Teachers interviewed by The Skyline Post have noticed that students who frequently miss school have a harder time socializing in the community. Students tend to make their friends and social groups at school, so missing that can have consequences; it can lead to feeling isolated or lonely. 

Missing school can also affect your grades, making them go lower and lower as you miss more school. “It’s become a habit for me to miss school,” says one Skyline student [name withheld].  It “affect[s] my motivation to learn and get work done.”

While grades can be affected by absences, there are ways for students to get resources from their teachers to learn from home or wherever they are.

“My class is set up so that you can find things online,” comments Chad Bickel, teacher at Skyline. “The students that have internet access do better when they miss school than students who don’t.”

While colleges do look at absences, if they see improvement over your time in grades or they will not generally take any opportunities from you.

“As long as grades are not affected more overall [colleges] do not look at attendance that much,” says Heather Schimmel, Skyline counselor.

Teachers interviewed by The Skyline Post have noticed that the students who are in the building but do not go to class often have the lowest grades, although in AAPS absences are not allowed to be directly linked to grades.

“I think they miss out on the instruction that the teachers are providing and the discussions,” says Casey Elmore, SLC principal.

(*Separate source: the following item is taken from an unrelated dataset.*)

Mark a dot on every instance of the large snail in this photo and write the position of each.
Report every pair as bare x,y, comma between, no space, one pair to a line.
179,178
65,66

“When you miss school and then you come back, it makes it harder to interact with other students,” says Bickel, “especially if this is happening frequently.”

If a student has a lot of unexcused attendances, Skyline attendance officer George Brieloff will send a letter to parents. Although if he notices a pattern before then he tends to meet with students and parents to see what he can do before absences become an issue.

There are three levels of attendance consequences in AAPS. Level one means the student has 5 or more unexcused days of school they’ve missed, level two is 10 to 20 unexcused days of school. Both of these give the student a letter home and Brieloff may meet with the student. Once you get to level three, 20+ unexcused days of school, Brieloff sends home a letter and will meet with the student and parent with the student’s assigned SLC principal.

“There’s a million reasons kids don’t come to school,” says Brieloff. His number one goal is to always help students get to class and help their environment.